Having a poor vocabulary at a young age can impede a student’s long-term academic success. Significantly, this problem disproportionately affects students from low-income and non-English-speaking families.

Patrick Manyak, associate professor of elementary and early childhood education at the University of Wyoming, and his collaborators recently detailed a concept they developed, “Teaching Vocabulary for Application (TVA),” in an article published in The Reading Teacher, a journal of the International Literacy Association.

TVA is a component of the Vocabulary and Language Enhancement program (VALE), the comprehensive framework the team has developed to teach vocabulary.

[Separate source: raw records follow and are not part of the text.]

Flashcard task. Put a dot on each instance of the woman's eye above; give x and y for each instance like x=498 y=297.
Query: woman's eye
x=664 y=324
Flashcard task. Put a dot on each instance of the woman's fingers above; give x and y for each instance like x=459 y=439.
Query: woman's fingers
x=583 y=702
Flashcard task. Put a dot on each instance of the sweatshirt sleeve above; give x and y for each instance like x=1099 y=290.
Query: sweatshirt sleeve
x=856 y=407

The program has been developed as part of a multiyear research project conducted by Manyak and a group of teachers from Wyoming and Colorado for students in grades 2-5.

The traditional method for teaching vocabulary has centered on teaching students the meanings of a set of words and then quickly moving on to a new set. What makes VALE unique is a commitment to promote students’ use of small sets of new, high-value words in their academic speech and writing throughout the entire school year.

“VALE is designed to address quality, quantity and strategy dimensions of word learning,” Manyak says. “Students need to study high-value words in a deep way -- this is quality. They also need to be exposed to a large number of new words, which is quantity. Finally, they need strategies to become better independent word learners.”

TVA is part of the quality component of VALE and involves carefully structured, guided practice that enables students to apply the new words in classroom discussion and in writing.

“TVA instruction sticks with small, carefully chosen sets of words over an extended time and involves students in exercises and activities that prompt students to apply the words in speech and writing,” Manyak says.

One of the VALE team’s focuses for TVA instruction is connectives: high-value academic words such as “although” and “even though” that enhance students’ writing. Each day, during a week of instruction, students imitate a model sentence using “although” and then are prompted to write several connected sentences about a general topic, such as “a person in a storm” -- and one of their sentences must begin with “although.” The following week, the teacher might repeat the same routine, this time using “even though.”

“This is brief, fast-paced, guided practice, so the teacher can use the routine four or five days a week,” Manyak says. “Ongoing, guided practice really helps students grow into proficient use of the sophisticated terms.”

Manyak has documented the valuable outcomes of TVA instruction through observational field notes, analysis of student writing and teacher commentary. Findings from his analysis demonstrate how TVA instruction can enhance student writing, stimulate rich oral discussion and heighten students’ awareness of words throughout the school day.

In order to better serve non-native English speakers, Manyak has been working with seven teachers in Jackson to implement the VALE approach in English and Spanish in the Teton County School District’s dual-immersion school. This work is funded through a grant provided by the UW Literacy Research Center and Clinic.